Честность и сдержанность, которые чувствовались в его словах, обыкновенно создавали впечатление, что он тверд и неприступен.
Но на этот раз казалось, что Нардо занялся этим делом исключительно из сострадания, учитывая, что на последней странице досье Катерины не было ни одного значка, выставленного авторучкой. Сабина, чувствуя себя виноватой, что повела себя как инквизитор, решила расспросить его на эту тему, а заодно и получить доказательство его правоверности.
— Ну хорошо, Нардо. Прошу прощения, что проявила излишнюю дотошность. Жизнь любит устанавливать приоритеты, и ты, несомненно, делаешь доброе дело. Но ты платил Катерине?

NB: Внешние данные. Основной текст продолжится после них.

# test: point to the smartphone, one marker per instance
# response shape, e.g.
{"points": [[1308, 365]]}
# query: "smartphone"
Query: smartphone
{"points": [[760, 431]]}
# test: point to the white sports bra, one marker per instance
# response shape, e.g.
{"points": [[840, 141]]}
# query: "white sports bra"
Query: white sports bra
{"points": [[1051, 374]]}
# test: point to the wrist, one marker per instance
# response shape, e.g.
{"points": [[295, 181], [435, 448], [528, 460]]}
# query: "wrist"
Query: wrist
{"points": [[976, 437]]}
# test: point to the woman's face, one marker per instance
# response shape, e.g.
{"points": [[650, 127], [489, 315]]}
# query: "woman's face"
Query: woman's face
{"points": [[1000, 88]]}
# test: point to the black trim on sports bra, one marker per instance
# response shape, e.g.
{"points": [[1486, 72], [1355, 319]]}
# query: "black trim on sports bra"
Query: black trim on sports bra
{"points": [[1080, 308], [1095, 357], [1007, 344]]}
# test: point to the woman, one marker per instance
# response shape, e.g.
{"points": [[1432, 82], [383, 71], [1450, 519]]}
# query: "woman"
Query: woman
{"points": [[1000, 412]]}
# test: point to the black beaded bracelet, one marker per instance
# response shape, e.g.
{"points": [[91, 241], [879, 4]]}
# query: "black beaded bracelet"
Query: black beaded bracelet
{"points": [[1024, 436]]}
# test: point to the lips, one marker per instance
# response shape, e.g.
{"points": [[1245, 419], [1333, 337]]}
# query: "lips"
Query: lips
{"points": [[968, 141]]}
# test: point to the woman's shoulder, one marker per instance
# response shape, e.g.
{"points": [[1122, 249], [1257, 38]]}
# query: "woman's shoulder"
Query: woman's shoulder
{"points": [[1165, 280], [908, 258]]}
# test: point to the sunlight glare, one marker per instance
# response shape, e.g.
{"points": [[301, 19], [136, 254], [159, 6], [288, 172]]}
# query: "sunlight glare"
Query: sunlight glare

— Ей — нет. Я оказал услугу моему приятелю карабинеру. Он молодец, во все вкладывает душу, а потому вполне ее заслужил.
— А… ну, как бы это сказать… ты что-нибудь с ней проделывал?
— Нет, даже и не думал. Она слишком молода для меня. Хотя, не отрицаю, мне случалось «проделывать» это с ее ровесницами — разумеется, только по их инициативе. Но не с Катериной. А почему ты спрашиваешь?